RANS simulations of a 3D sheet-vortex cavitation

Abstract

On marine propellers, cavitation appearance and development is critical for performance and erosion considerations. Behind a ship, the propeller experiences all kinds of cavitation types, varying from sheet and bubbles to tip vortex cavitation. When a cavitation analysis is required, two methods are available: experimental or numerical. To find the optimum propeller that fits into different configurations and requirements, designers need accurate predictions within reasonable time. The experimental method is typically used at the end of a design process to verify performance. Therefore, quick and accurate numerical predictions are essential at different stages in the design process, to evaluate performance and cavitation patterns. Mathematical methods range from basic panel codes to the more complex ones, derived from the Navier-Stokes equations. Methods like DES and LES require large meshes and small time steps which makes their usability limited. The most practical viscous numerical method available at the moment in industry is Reynolds Average Navier-Stokes (RANS). The current paper will present the results of a RANS simulation of a 2D sheet cavity and a 3D sheet-tip vortex cavitation. Accurate results of these basic simulations are steps towards the end goal, cavitating propeller simulations.
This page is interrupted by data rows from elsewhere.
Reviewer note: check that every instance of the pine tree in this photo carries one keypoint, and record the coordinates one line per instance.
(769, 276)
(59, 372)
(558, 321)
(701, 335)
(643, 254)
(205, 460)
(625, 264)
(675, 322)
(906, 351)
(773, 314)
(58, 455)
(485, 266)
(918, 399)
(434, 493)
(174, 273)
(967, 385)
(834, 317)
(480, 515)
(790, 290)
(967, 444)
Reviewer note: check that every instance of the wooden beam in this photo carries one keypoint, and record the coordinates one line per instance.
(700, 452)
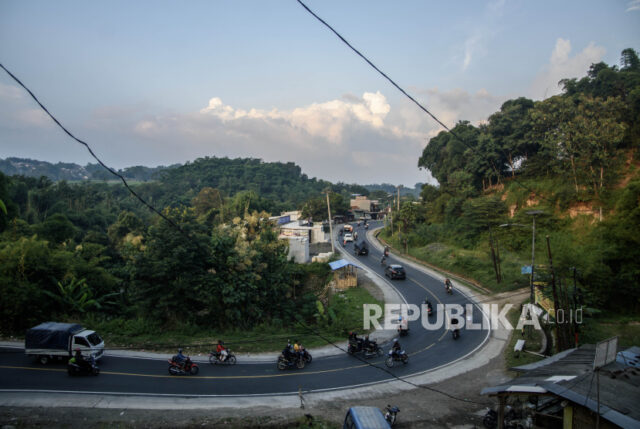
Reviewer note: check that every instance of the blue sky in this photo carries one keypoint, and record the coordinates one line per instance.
(155, 83)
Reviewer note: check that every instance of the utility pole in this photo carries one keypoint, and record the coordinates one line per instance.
(333, 249)
(533, 251)
(559, 335)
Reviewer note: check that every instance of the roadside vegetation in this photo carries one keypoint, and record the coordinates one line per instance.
(212, 268)
(574, 159)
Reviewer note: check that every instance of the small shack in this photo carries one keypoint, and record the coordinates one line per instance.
(345, 273)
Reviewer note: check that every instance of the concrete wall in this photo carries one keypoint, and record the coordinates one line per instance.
(298, 249)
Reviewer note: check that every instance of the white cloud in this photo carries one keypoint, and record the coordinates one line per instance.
(563, 66)
(326, 120)
(485, 28)
(633, 5)
(362, 139)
In this method the viscous effects are taken into account with aid of a two equation turbulence model, which results in a reasonably fast approach due to reasonably grids requirements. It is concluded that the RANS method can predict complex 3D sheet-vortex cavitation development and shedding. In addition, it is appropriate for industrial use because it achieves reasonably quick and accurate results. As a next step in the research project, the cavitation development on a propeller will be analyzed with this method.